Le câble est seulement un facteur de plus dont vous devez tenir compte. Je ne pense pas qu'il fasse plus ou moins de tort. C'est dans la nature de ces entreprises que, quelle que soit leur position, elles vous diront toujours qu'il leur en faut davantage. Quelle que soit la liberté que vous pourrez leur accorder, il leur en faudra toujours plus; quelles que soient les contraintes que l'on impose dans les politiques publiques, ils trouveront toujours des raisons de vous dire qu'elles sont inacceptables. Je n'en crois pas un mot. Le câble va survivre et continuer de prospérer aussi longtemps qu'il saura se moderniser et que l'on installera de nouveaux câbles à large bande pour nous donner une bonne réception.

Le sénateur Atkins: Est-ce à cause des intérêts verticaux qui sont en cause? Je songe au réseau des sports, A & E, Historique, et cetera.

M. Caplan: C'est seulement l'un des principaux intervenants.
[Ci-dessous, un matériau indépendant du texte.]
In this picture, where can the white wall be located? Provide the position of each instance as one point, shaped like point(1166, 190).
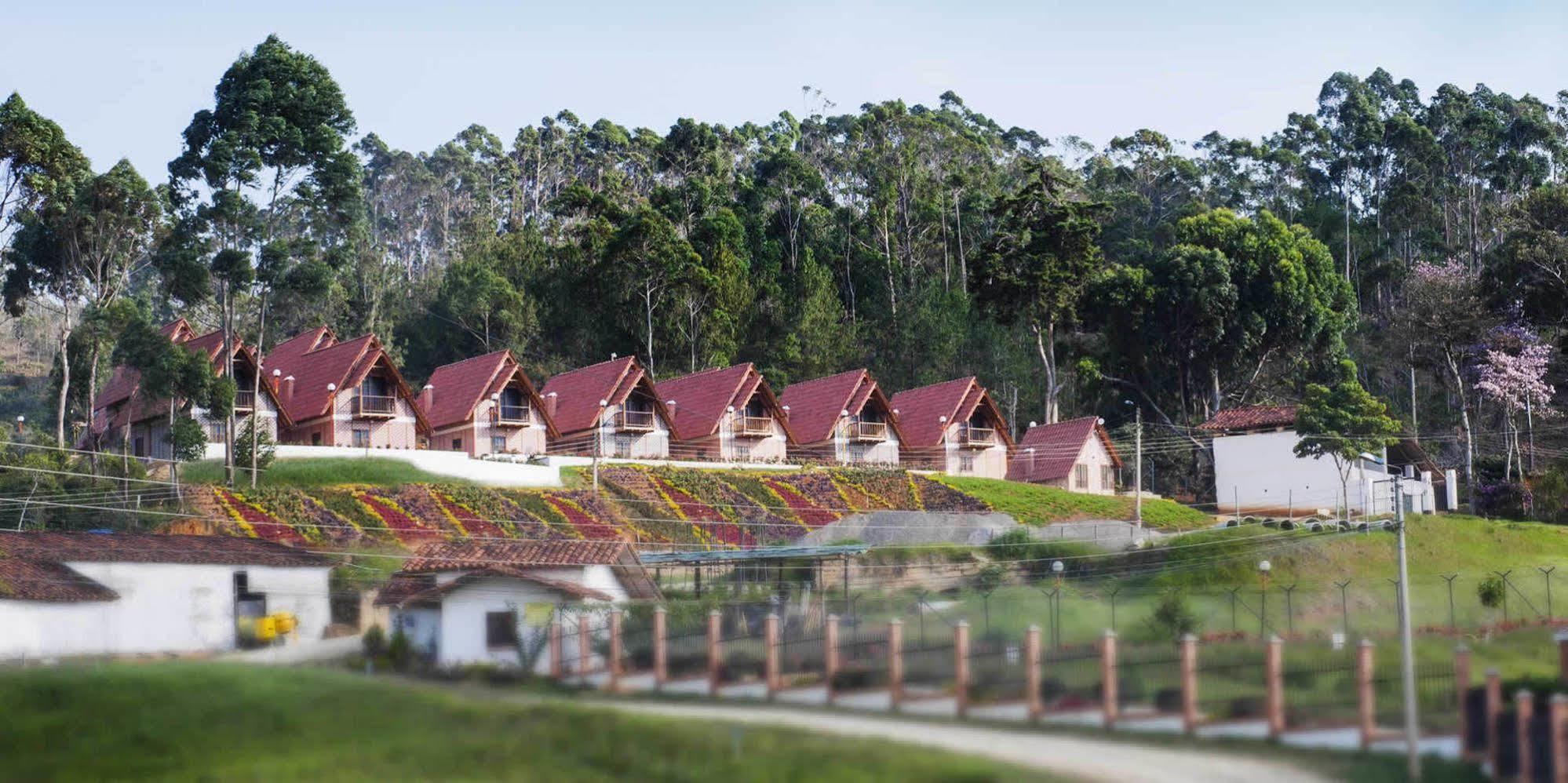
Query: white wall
point(162, 608)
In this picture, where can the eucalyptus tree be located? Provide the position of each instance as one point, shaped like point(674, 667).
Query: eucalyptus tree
point(273, 144)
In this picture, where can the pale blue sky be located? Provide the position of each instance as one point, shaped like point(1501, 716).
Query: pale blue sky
point(124, 78)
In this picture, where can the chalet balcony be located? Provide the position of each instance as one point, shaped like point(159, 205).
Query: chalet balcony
point(753, 426)
point(634, 421)
point(513, 417)
point(977, 437)
point(869, 432)
point(375, 407)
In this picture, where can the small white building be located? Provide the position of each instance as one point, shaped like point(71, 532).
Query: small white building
point(1256, 470)
point(1074, 456)
point(64, 594)
point(493, 602)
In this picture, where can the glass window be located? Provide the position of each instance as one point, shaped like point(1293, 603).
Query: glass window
point(501, 628)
Si l'on veut comprendre comment le système fonctionne, il faut voir le câble simplement comme un autre intervenant.

Le sénateur Atkins: Je suis absolument d'accord avec ce que vous dites de la concentration des médias américains au Canada. Votre argument au sujet de la SRC est absolument crucial; il y a ainsi un contrepoids qui apporte à l'auditoire canadien les arguments qui sont essentiels pour l'édification de nos citoyens. Je trouve que vous avez fait des observations fort sages.

M. Sauvageau: Dans notre rapport, nous avons recommandé de faire une étude générale sur la question de la concentration. Nous n'aimions pas la façon dont le CRTC se penche sur la question au cas par cas.

Avant de venir ici, j'ai relu la partie de notre rapport traitant de la concentration de la propriété. Nous avons écrit que cette façon de faire de la part du CRTC entraînait la controverse et la confusion. C'est dit textuellement dans le rapport. Je pense que cette observation est toujours valable.

[Français]

On recommandait, entre autres, que le CRTC tienne des audiences globales sur la question de la concentration et cesse de regarder les choses au cas par cas. Je pense que cela est aussi important aujourd'hui qu'hier. Si vous étudiez ces questions aujourd'hui, c'est à cause de l'inaction des gouvernements.

Sur la question de la concentration, il y a eu, entre autres, le rapport Kent. Même si cela n'était pas notre propos central, on a dit que c'était un problème et que le CRTC n'avait pas la bonne façon d'aborder ce problème. La concentration est un problème au Canada depuis plus de 30 ans et personne ne s'est occupé de ce problème.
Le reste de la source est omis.